American entertainer

Claire Sardina (née Stingl; born December 23, 1961) is an American entertainer, known for her partnership with her husband Mike Sardina and their Neil Diamond tribute band, Lightning and Thunder, and her work as a Patsy Cline tribute artist. They have been the subjects of a documentary and feature film.

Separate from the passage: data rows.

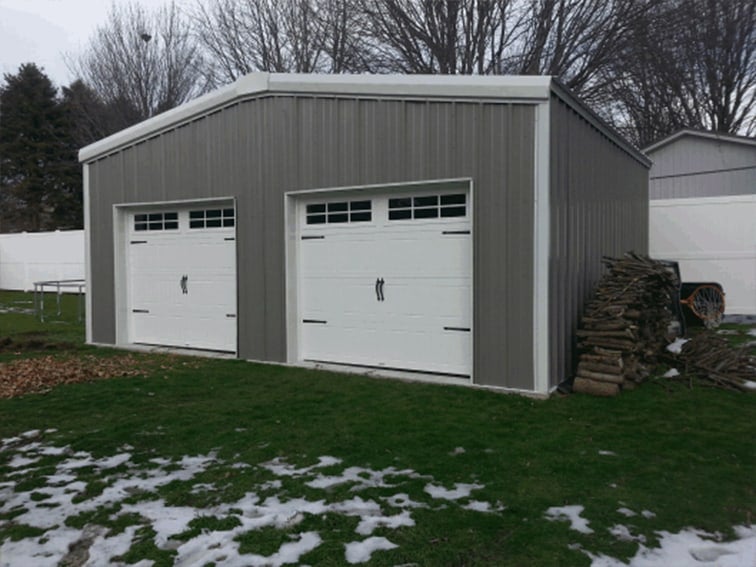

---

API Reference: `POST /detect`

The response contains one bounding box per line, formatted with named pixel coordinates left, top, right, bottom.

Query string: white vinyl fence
left=649, top=195, right=756, bottom=315
left=0, top=230, right=85, bottom=291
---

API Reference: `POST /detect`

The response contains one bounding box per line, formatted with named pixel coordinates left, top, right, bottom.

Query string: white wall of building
left=649, top=195, right=756, bottom=315
left=0, top=230, right=85, bottom=291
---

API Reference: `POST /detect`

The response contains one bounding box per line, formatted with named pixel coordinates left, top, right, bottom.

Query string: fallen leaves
left=0, top=354, right=145, bottom=398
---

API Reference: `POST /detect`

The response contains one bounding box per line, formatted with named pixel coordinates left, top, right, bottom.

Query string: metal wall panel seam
left=82, top=164, right=92, bottom=344
left=533, top=102, right=551, bottom=394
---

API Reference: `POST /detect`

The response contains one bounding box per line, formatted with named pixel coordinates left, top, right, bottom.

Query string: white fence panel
left=649, top=195, right=756, bottom=315
left=0, top=230, right=85, bottom=291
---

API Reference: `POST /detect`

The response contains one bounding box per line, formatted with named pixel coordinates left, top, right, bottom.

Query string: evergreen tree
left=0, top=63, right=82, bottom=231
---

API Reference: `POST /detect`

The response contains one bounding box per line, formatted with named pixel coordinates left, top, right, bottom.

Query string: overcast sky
left=0, top=0, right=195, bottom=87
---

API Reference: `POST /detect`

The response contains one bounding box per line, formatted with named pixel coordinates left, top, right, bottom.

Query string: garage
left=124, top=203, right=236, bottom=352
left=297, top=184, right=472, bottom=378
left=79, top=73, right=649, bottom=395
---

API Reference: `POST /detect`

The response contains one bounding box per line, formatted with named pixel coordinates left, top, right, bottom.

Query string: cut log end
left=572, top=377, right=619, bottom=397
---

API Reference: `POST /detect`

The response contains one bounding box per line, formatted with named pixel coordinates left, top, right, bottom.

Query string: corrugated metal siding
left=90, top=96, right=534, bottom=389
left=549, top=97, right=648, bottom=387
left=649, top=136, right=756, bottom=199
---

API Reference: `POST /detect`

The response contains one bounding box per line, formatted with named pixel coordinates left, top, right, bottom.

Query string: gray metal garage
left=79, top=74, right=649, bottom=394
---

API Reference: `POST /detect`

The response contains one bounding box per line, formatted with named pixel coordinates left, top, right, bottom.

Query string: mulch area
left=0, top=354, right=145, bottom=399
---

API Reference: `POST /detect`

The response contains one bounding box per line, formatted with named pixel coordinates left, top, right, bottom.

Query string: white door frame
left=284, top=177, right=475, bottom=384
left=113, top=196, right=239, bottom=356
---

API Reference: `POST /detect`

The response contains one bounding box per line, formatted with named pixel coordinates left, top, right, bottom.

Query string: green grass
left=0, top=294, right=756, bottom=565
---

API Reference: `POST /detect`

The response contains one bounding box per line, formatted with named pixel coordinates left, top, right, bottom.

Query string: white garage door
left=127, top=205, right=236, bottom=352
left=298, top=190, right=472, bottom=376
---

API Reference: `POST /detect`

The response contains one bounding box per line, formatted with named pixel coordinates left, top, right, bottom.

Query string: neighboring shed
left=80, top=74, right=649, bottom=394
left=645, top=130, right=756, bottom=315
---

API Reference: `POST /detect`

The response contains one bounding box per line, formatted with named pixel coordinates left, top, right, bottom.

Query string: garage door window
left=389, top=193, right=467, bottom=220
left=134, top=212, right=178, bottom=232
left=306, top=201, right=373, bottom=224
left=189, top=208, right=235, bottom=228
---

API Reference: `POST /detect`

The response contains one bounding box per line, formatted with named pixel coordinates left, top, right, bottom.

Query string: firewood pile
left=572, top=253, right=680, bottom=396
left=666, top=331, right=756, bottom=392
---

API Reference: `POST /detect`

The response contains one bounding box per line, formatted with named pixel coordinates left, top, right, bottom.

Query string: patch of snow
left=260, top=479, right=283, bottom=490
left=94, top=453, right=131, bottom=469
left=609, top=524, right=646, bottom=543
left=355, top=510, right=415, bottom=535
left=423, top=483, right=485, bottom=500
left=0, top=442, right=503, bottom=567
left=8, top=455, right=42, bottom=469
left=86, top=526, right=138, bottom=567
left=546, top=505, right=593, bottom=534
left=462, top=500, right=506, bottom=513
left=667, top=338, right=690, bottom=354
left=344, top=537, right=398, bottom=565
left=582, top=525, right=756, bottom=567
left=261, top=455, right=341, bottom=477
left=239, top=532, right=323, bottom=567
left=305, top=467, right=416, bottom=490
left=381, top=492, right=428, bottom=508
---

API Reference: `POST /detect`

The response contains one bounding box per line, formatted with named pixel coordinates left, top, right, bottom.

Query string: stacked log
left=677, top=330, right=756, bottom=392
left=572, top=253, right=679, bottom=396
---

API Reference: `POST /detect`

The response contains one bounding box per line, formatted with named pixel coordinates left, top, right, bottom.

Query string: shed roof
left=79, top=73, right=650, bottom=167
left=643, top=128, right=756, bottom=154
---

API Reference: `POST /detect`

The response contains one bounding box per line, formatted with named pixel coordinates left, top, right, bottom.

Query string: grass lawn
left=0, top=292, right=756, bottom=566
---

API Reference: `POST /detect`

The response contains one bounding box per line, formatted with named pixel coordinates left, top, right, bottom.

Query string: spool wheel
left=680, top=284, right=725, bottom=329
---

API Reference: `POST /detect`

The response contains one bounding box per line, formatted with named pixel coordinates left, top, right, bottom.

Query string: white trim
left=79, top=73, right=552, bottom=162
left=643, top=128, right=756, bottom=154
left=533, top=102, right=551, bottom=395
left=649, top=195, right=756, bottom=207
left=82, top=163, right=93, bottom=344
left=284, top=177, right=475, bottom=385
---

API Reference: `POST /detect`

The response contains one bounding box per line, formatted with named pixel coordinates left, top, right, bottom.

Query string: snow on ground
left=546, top=505, right=593, bottom=534
left=0, top=431, right=504, bottom=567
left=424, top=482, right=483, bottom=500
left=581, top=526, right=756, bottom=567
left=667, top=338, right=690, bottom=354
left=0, top=431, right=756, bottom=567
left=345, top=537, right=397, bottom=564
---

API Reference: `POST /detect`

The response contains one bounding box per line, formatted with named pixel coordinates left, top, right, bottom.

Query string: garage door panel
left=304, top=325, right=471, bottom=375
left=298, top=190, right=472, bottom=375
left=128, top=206, right=237, bottom=351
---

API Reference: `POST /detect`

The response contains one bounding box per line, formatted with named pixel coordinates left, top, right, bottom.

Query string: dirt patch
left=0, top=333, right=74, bottom=353
left=0, top=354, right=145, bottom=398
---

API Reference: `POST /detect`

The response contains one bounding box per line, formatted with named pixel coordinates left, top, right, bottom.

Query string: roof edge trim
left=551, top=77, right=652, bottom=169
left=79, top=73, right=552, bottom=162
left=643, top=128, right=756, bottom=153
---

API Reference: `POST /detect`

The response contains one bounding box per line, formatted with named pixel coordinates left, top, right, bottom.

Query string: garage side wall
left=90, top=95, right=535, bottom=389
left=549, top=96, right=648, bottom=387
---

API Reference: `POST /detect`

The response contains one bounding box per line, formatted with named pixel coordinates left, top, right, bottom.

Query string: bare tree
left=362, top=0, right=518, bottom=74
left=611, top=0, right=756, bottom=146
left=69, top=3, right=205, bottom=127
left=503, top=0, right=658, bottom=100
left=193, top=0, right=365, bottom=84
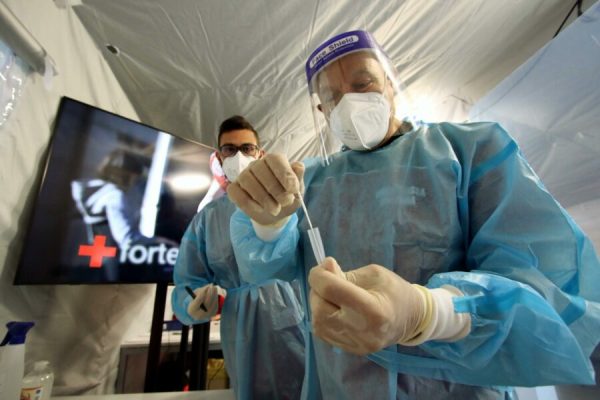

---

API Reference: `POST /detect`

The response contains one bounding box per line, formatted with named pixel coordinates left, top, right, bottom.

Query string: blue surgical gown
left=172, top=196, right=305, bottom=399
left=231, top=123, right=600, bottom=399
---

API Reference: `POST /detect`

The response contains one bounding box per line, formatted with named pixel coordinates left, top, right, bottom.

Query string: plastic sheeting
left=73, top=0, right=584, bottom=160
left=0, top=40, right=28, bottom=131
left=470, top=2, right=600, bottom=399
left=470, top=3, right=600, bottom=251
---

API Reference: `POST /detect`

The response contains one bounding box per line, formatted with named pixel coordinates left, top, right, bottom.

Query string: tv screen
left=15, top=97, right=213, bottom=285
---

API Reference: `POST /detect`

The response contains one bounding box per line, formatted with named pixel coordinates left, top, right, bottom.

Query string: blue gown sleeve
left=171, top=213, right=215, bottom=325
left=369, top=124, right=600, bottom=386
left=230, top=209, right=302, bottom=284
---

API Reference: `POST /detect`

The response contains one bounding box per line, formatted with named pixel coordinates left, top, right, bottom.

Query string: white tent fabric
left=470, top=2, right=600, bottom=399
left=0, top=0, right=591, bottom=394
left=73, top=0, right=588, bottom=160
left=470, top=3, right=600, bottom=249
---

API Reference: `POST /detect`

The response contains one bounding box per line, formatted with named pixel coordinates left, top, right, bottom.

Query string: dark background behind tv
left=15, top=97, right=212, bottom=284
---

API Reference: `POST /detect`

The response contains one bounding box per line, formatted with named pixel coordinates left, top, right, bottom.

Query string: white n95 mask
left=223, top=150, right=256, bottom=182
left=329, top=92, right=391, bottom=150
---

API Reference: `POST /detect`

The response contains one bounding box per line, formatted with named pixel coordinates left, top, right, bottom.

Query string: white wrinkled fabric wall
left=470, top=2, right=600, bottom=400
left=0, top=0, right=154, bottom=395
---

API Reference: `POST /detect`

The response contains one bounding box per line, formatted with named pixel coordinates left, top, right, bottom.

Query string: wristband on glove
left=398, top=284, right=471, bottom=346
left=250, top=215, right=290, bottom=242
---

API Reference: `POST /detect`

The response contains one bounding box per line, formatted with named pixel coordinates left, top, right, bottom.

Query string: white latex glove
left=308, top=257, right=432, bottom=355
left=187, top=284, right=219, bottom=319
left=227, top=154, right=304, bottom=225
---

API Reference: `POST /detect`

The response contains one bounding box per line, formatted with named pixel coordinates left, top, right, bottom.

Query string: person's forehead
left=317, top=51, right=383, bottom=86
left=219, top=129, right=257, bottom=146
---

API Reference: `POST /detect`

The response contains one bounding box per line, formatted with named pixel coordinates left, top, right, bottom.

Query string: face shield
left=306, top=31, right=414, bottom=160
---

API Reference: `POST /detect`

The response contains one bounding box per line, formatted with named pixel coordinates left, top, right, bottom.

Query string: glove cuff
left=250, top=216, right=290, bottom=242
left=398, top=283, right=434, bottom=346
left=399, top=285, right=471, bottom=346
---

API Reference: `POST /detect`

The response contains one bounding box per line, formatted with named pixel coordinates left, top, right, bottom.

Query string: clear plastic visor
left=309, top=49, right=414, bottom=162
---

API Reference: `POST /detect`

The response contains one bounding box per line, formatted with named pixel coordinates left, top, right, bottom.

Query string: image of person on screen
left=71, top=148, right=148, bottom=248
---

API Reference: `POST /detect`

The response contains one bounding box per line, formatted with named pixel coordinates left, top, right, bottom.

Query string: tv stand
left=144, top=282, right=210, bottom=393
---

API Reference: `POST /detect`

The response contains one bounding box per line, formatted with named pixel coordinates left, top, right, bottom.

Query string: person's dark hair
left=217, top=115, right=260, bottom=145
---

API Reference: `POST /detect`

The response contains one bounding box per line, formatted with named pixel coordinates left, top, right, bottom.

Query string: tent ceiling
left=73, top=0, right=584, bottom=159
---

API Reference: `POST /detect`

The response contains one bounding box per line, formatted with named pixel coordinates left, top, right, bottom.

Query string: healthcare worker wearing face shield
left=172, top=116, right=305, bottom=399
left=228, top=31, right=600, bottom=399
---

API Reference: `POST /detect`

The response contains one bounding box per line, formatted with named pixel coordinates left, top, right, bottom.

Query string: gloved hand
left=187, top=284, right=219, bottom=319
left=308, top=257, right=432, bottom=355
left=227, top=154, right=304, bottom=225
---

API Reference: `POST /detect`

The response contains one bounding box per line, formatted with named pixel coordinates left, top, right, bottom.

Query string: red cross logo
left=78, top=235, right=117, bottom=268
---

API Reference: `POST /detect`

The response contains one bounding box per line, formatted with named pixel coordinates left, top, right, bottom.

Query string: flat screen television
left=14, top=97, right=213, bottom=285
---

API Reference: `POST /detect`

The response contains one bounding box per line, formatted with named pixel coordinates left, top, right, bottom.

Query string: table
left=115, top=320, right=223, bottom=393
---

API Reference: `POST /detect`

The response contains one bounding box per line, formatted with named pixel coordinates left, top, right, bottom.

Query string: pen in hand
left=185, top=286, right=208, bottom=311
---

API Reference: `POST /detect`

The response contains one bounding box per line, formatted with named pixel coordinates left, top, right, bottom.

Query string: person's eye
left=241, top=143, right=257, bottom=156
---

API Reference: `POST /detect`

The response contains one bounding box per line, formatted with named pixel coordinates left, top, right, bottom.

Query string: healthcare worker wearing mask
left=172, top=116, right=305, bottom=399
left=228, top=31, right=600, bottom=399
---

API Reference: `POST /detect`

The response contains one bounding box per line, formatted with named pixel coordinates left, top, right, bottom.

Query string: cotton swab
left=296, top=193, right=325, bottom=264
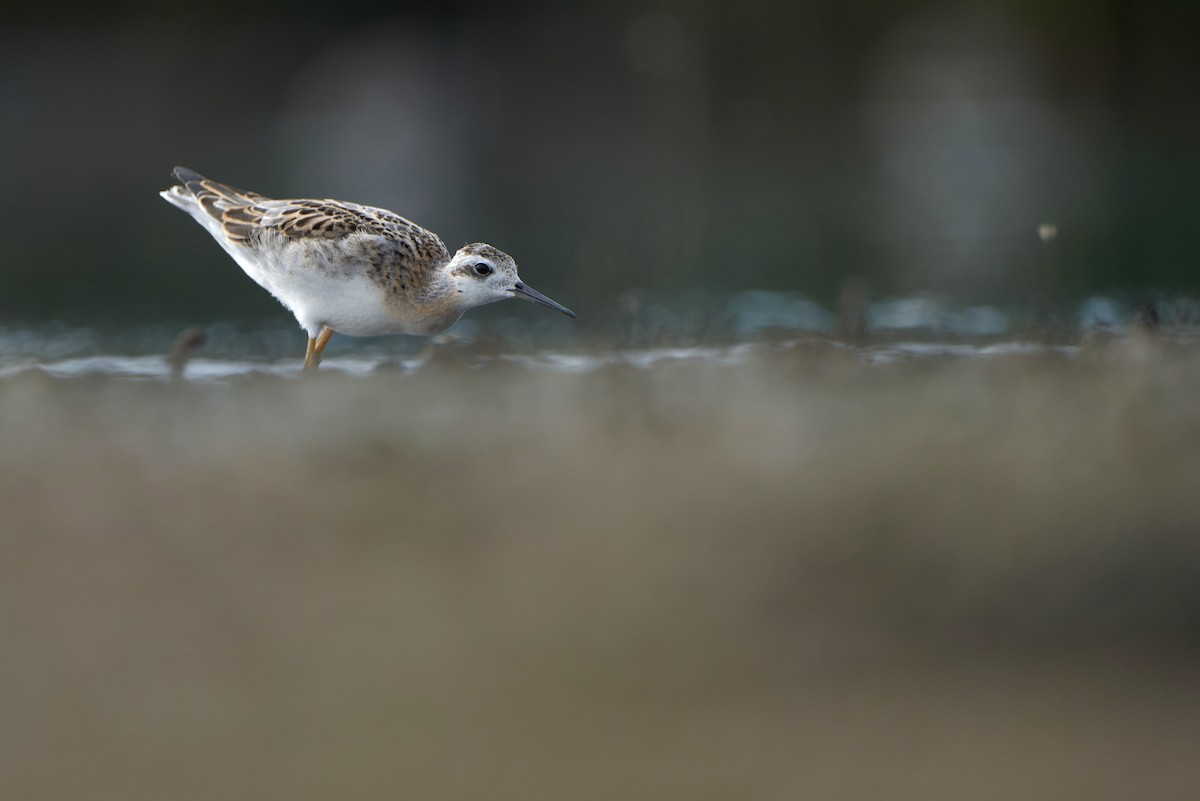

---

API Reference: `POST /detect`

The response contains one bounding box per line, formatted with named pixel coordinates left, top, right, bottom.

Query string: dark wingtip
left=170, top=167, right=204, bottom=183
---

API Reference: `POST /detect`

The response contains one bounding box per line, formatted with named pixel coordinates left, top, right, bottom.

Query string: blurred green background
left=0, top=0, right=1200, bottom=325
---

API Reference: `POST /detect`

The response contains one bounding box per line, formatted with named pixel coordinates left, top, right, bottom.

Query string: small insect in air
left=160, top=167, right=575, bottom=371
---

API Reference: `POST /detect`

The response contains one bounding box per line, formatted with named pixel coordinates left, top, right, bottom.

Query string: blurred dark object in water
left=835, top=276, right=871, bottom=343
left=167, top=325, right=209, bottom=381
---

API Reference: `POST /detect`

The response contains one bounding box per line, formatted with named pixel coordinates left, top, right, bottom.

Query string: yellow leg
left=304, top=337, right=317, bottom=373
left=312, top=325, right=334, bottom=365
left=304, top=325, right=334, bottom=373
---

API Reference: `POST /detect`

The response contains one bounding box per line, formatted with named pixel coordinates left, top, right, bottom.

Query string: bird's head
left=448, top=242, right=575, bottom=317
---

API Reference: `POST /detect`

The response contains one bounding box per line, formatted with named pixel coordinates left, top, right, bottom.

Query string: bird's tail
left=158, top=167, right=268, bottom=219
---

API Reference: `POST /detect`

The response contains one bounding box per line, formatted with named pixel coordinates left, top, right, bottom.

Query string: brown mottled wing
left=175, top=167, right=450, bottom=263
left=229, top=199, right=450, bottom=261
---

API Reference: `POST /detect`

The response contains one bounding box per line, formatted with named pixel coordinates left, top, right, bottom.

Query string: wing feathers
left=170, top=167, right=450, bottom=261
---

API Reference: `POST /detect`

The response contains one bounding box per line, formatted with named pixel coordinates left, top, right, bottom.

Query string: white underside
left=160, top=191, right=452, bottom=337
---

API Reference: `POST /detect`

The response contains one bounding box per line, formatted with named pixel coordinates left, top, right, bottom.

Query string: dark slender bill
left=509, top=281, right=575, bottom=317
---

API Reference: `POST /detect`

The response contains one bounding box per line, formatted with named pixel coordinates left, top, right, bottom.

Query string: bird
left=158, top=167, right=576, bottom=372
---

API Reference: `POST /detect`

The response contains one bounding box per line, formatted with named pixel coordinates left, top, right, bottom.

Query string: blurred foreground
left=0, top=338, right=1200, bottom=801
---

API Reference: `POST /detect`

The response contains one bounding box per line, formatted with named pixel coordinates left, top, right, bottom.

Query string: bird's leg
left=304, top=337, right=317, bottom=373
left=312, top=325, right=334, bottom=368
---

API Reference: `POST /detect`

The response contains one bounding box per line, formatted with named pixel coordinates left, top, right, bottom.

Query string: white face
left=448, top=245, right=575, bottom=317
left=450, top=248, right=521, bottom=307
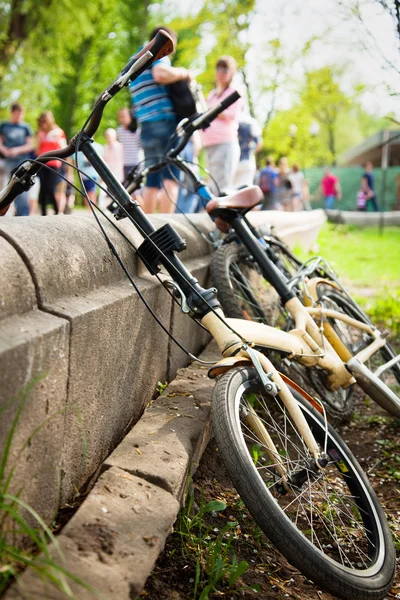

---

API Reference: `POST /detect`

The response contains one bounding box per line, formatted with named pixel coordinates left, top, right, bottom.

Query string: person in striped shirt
left=129, top=26, right=192, bottom=213
left=117, top=108, right=142, bottom=179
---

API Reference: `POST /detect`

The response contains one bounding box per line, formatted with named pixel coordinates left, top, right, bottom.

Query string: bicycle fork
left=201, top=310, right=327, bottom=480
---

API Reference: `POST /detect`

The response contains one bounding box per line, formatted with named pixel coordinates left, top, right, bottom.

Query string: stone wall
left=0, top=211, right=325, bottom=523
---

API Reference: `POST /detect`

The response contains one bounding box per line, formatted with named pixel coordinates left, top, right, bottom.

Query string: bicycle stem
left=80, top=136, right=219, bottom=318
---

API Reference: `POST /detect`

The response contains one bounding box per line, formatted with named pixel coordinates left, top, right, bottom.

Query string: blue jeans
left=325, top=194, right=336, bottom=209
left=140, top=119, right=179, bottom=188
left=175, top=140, right=202, bottom=213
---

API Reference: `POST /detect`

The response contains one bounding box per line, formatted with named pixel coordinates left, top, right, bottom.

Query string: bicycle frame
left=209, top=208, right=400, bottom=404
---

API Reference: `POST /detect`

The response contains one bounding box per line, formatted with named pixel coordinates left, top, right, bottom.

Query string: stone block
left=4, top=468, right=179, bottom=600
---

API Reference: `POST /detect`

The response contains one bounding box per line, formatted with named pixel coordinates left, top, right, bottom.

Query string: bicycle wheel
left=211, top=242, right=287, bottom=328
left=317, top=284, right=400, bottom=417
left=213, top=368, right=395, bottom=600
left=211, top=243, right=354, bottom=424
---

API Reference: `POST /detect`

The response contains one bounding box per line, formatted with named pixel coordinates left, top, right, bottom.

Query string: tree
left=300, top=67, right=352, bottom=165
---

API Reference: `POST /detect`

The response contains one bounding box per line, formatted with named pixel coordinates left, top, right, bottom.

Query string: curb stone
left=4, top=342, right=219, bottom=600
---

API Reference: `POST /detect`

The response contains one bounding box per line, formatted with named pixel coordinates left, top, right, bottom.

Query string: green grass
left=312, top=223, right=400, bottom=295
left=296, top=223, right=400, bottom=336
left=0, top=374, right=100, bottom=600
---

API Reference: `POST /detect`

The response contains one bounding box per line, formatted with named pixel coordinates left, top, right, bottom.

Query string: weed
left=0, top=375, right=99, bottom=599
left=156, top=381, right=168, bottom=395
left=177, top=489, right=249, bottom=600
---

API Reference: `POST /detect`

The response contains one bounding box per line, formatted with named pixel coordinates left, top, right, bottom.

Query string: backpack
left=165, top=80, right=207, bottom=121
left=258, top=169, right=272, bottom=194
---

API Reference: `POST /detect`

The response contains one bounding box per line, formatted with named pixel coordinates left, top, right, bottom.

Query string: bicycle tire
left=211, top=242, right=354, bottom=424
left=317, top=283, right=400, bottom=417
left=211, top=242, right=286, bottom=326
left=212, top=367, right=395, bottom=600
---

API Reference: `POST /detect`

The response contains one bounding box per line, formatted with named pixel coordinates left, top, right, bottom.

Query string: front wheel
left=317, top=283, right=400, bottom=418
left=213, top=368, right=395, bottom=600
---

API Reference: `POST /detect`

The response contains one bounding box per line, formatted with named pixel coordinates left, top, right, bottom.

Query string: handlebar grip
left=121, top=29, right=175, bottom=75
left=190, top=91, right=240, bottom=131
left=0, top=176, right=31, bottom=217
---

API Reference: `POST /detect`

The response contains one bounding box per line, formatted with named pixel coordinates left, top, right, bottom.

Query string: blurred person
left=357, top=176, right=373, bottom=211
left=256, top=157, right=280, bottom=210
left=129, top=26, right=192, bottom=213
left=233, top=112, right=262, bottom=187
left=318, top=167, right=342, bottom=210
left=362, top=160, right=379, bottom=212
left=115, top=107, right=142, bottom=181
left=36, top=110, right=67, bottom=216
left=76, top=142, right=104, bottom=206
left=202, top=56, right=242, bottom=195
left=289, top=163, right=304, bottom=211
left=175, top=131, right=204, bottom=214
left=0, top=103, right=33, bottom=217
left=278, top=156, right=293, bottom=212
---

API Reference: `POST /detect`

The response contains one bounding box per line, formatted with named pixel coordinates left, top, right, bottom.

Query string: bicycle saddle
left=206, top=185, right=264, bottom=233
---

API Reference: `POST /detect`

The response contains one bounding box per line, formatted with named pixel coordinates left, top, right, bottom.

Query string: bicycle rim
left=212, top=243, right=287, bottom=328
left=317, top=285, right=400, bottom=415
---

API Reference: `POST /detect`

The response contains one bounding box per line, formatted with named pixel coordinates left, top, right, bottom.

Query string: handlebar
left=167, top=91, right=240, bottom=158
left=123, top=90, right=240, bottom=200
left=0, top=30, right=174, bottom=216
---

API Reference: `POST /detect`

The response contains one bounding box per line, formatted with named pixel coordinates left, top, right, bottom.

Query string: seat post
left=230, top=213, right=295, bottom=304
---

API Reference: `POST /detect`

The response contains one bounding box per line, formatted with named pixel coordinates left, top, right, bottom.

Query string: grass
left=296, top=223, right=400, bottom=336
left=312, top=223, right=400, bottom=291
left=176, top=487, right=254, bottom=600
left=0, top=376, right=98, bottom=599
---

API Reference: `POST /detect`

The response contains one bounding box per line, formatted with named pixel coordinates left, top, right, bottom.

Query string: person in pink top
left=320, top=167, right=342, bottom=209
left=202, top=56, right=242, bottom=195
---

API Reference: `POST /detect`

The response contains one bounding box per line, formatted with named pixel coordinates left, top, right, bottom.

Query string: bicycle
left=122, top=109, right=400, bottom=423
left=0, top=32, right=395, bottom=600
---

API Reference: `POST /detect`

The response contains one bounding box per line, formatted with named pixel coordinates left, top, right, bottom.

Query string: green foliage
left=367, top=287, right=400, bottom=337
left=314, top=223, right=400, bottom=290
left=261, top=67, right=387, bottom=168
left=177, top=482, right=249, bottom=600
left=0, top=376, right=99, bottom=600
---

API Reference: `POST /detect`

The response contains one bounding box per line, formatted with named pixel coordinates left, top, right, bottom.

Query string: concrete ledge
left=4, top=343, right=219, bottom=600
left=326, top=210, right=400, bottom=227
left=0, top=211, right=325, bottom=523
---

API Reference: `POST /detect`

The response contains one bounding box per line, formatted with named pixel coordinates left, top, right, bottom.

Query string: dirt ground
left=141, top=386, right=400, bottom=600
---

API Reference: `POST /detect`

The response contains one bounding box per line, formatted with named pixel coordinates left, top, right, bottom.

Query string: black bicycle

==Early life and education==
Claire Sardina was born Claire Stingl in Milwaukee, Wisconsin, the daughter of Frances (née Cafferty; 1924–2011) and Kenneth Stingl (1920–1971), both factory workers. Her father died when she was nine years old from a sudden heart attack, and she was raised by a single mother, one of six children. Her brother Jim Stingl is a journalist with the Milwaukee Journal Sentinel. She graduated from Messmer High School, a private Catholic high school, where she sang in the choir, and then studied cosmetology at Milwaukee Area Technical College.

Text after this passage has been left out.